Como intitulei este post, não pretendo aqui analisar/avaliar a contribuição deste teórico e pensador da ciência político-jurídica; mas sim, apenas tensionar o valor que este ideólogo tem para o próprio país, no qual foi presidente.

Tensão que gostaria de propor é no seguinte sentido. A história americana é conhecida pela grande maioria, no entanto, sem grandes especificidades e detalhes, sendo, até mesmo negligenciada, em termos cientificos. Ocorre que, no decorrer desta historicidade, da nação do Império do Mercado, ainda que este Mercado tenha se desterritorializado, os EUA ainda são a sua principal plataforma estratégica e ideológica; os Estados Unidos, foi construido com nação liberal e positivista burguesa, no entanto, tal construção nao foi pacífica.

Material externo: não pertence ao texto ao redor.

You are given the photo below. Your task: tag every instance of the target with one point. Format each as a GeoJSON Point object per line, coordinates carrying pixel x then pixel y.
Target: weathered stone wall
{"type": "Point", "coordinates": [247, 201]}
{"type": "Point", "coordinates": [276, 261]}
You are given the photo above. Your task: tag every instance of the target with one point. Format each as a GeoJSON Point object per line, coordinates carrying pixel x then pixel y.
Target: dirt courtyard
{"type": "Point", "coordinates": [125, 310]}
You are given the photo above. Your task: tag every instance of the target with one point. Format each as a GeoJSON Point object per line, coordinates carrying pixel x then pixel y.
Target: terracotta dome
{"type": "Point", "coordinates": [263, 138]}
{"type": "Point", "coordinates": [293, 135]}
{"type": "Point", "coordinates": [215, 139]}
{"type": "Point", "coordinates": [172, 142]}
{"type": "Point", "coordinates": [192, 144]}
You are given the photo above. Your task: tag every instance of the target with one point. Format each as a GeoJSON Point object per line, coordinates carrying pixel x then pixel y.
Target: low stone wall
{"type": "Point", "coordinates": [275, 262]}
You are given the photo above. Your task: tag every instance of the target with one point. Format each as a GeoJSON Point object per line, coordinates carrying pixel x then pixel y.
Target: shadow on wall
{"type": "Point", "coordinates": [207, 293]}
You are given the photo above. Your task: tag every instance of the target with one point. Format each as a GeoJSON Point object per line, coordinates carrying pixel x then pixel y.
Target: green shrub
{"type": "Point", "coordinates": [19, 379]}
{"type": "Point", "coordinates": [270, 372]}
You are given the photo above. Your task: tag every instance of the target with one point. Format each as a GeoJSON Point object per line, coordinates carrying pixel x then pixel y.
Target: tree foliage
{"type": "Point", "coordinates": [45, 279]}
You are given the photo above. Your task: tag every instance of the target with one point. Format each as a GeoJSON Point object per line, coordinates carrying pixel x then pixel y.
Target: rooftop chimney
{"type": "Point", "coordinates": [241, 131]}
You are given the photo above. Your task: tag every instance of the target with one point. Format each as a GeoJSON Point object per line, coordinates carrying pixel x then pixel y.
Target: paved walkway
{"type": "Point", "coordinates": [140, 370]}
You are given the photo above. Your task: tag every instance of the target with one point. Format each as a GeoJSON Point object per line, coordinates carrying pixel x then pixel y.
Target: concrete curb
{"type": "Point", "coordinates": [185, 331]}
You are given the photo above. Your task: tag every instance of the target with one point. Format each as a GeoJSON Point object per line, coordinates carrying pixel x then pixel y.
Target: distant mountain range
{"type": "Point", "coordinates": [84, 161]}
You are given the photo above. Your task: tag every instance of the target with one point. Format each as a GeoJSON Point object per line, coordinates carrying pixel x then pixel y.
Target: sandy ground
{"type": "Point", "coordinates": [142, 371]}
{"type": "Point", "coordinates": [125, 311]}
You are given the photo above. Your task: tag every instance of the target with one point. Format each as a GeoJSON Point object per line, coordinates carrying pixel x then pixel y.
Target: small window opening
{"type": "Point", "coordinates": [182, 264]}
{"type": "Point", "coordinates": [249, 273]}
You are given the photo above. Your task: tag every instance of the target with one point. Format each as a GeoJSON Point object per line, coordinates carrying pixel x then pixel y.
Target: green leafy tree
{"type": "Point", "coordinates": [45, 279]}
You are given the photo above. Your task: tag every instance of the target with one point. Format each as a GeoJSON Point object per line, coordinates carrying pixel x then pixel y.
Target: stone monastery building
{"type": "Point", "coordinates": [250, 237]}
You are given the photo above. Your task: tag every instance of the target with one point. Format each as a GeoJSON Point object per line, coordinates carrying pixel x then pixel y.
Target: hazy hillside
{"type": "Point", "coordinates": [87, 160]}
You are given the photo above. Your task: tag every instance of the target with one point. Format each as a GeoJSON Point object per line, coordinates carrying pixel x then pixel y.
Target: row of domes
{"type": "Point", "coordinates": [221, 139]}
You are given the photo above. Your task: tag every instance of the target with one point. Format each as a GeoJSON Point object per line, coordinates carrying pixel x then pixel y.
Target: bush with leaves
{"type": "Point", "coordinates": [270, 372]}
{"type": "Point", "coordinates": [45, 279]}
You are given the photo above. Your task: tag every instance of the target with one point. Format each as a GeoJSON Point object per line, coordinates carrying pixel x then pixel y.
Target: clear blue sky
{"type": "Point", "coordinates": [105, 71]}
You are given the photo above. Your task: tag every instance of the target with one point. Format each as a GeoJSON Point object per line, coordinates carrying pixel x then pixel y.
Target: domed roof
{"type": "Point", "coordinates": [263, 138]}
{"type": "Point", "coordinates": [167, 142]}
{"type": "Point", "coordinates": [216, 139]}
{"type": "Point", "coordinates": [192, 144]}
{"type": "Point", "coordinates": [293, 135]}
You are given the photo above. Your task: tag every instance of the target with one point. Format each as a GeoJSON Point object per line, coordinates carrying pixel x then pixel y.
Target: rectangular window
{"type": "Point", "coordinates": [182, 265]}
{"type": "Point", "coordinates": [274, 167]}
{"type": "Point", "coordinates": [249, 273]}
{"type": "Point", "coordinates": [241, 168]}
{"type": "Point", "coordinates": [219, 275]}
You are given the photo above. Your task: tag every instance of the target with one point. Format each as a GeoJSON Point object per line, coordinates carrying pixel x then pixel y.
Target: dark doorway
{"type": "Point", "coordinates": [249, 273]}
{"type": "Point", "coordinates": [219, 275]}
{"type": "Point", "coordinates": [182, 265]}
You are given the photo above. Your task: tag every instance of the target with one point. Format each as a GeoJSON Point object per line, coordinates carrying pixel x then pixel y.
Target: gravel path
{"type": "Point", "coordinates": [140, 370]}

Tendo sido fértil campo de batalhas teóricas jurídicas, políticas e sociais. Nesta batalha, se destacou a figura de Thomas Jefferson, o qual foi o terceiro presidente daquela república. Mas muito antes e mais que isto, foi um grande teórico e defensor da igualdade genuína e não a propalada igualdade liberal. O principal representante americano da ideologia revolucionária de viés social, sob forte influência das Comunas de Paris.

Com referencial teórico e ideológico ligado à teoria da soberania popular, tentou contrapor o modelo positivista, o qual chamava de tirania dos tribunais, com a qual sofreu e teve grandes dificuldades na sua administração.

Em linhas gerais, um cientista política que propunha a igualdade e liberdade, acreditando na representatividade, calcada no sufrágio universal e no poder interventor do Estado, nao sendo mero executor de normas jurídicas, em um sistema burgues-harmônico. Sendo reconhecido como sendo um dos maiores presidentes da História Americana, obviamente que pelo conhecimento e crítica acadêmica.

Já que, para a historicidade burguesa, de desenvolvimento de seu maquinário industrial e ampliação das disparidades de classe; para a manutenção do modelo positivista pretensamente imutável e eterno, controlador e centralizador; enfim.. para a dinâmica americana como a conhecemos, ele representa 5 centavos de dólar ou “nickel” em inglês! Como a grande homenagem que ganhou por parte do governo tendo seu busto estampado em tal moeda.

Este é Constitucionalismo do Império da Lei e do Mercado!!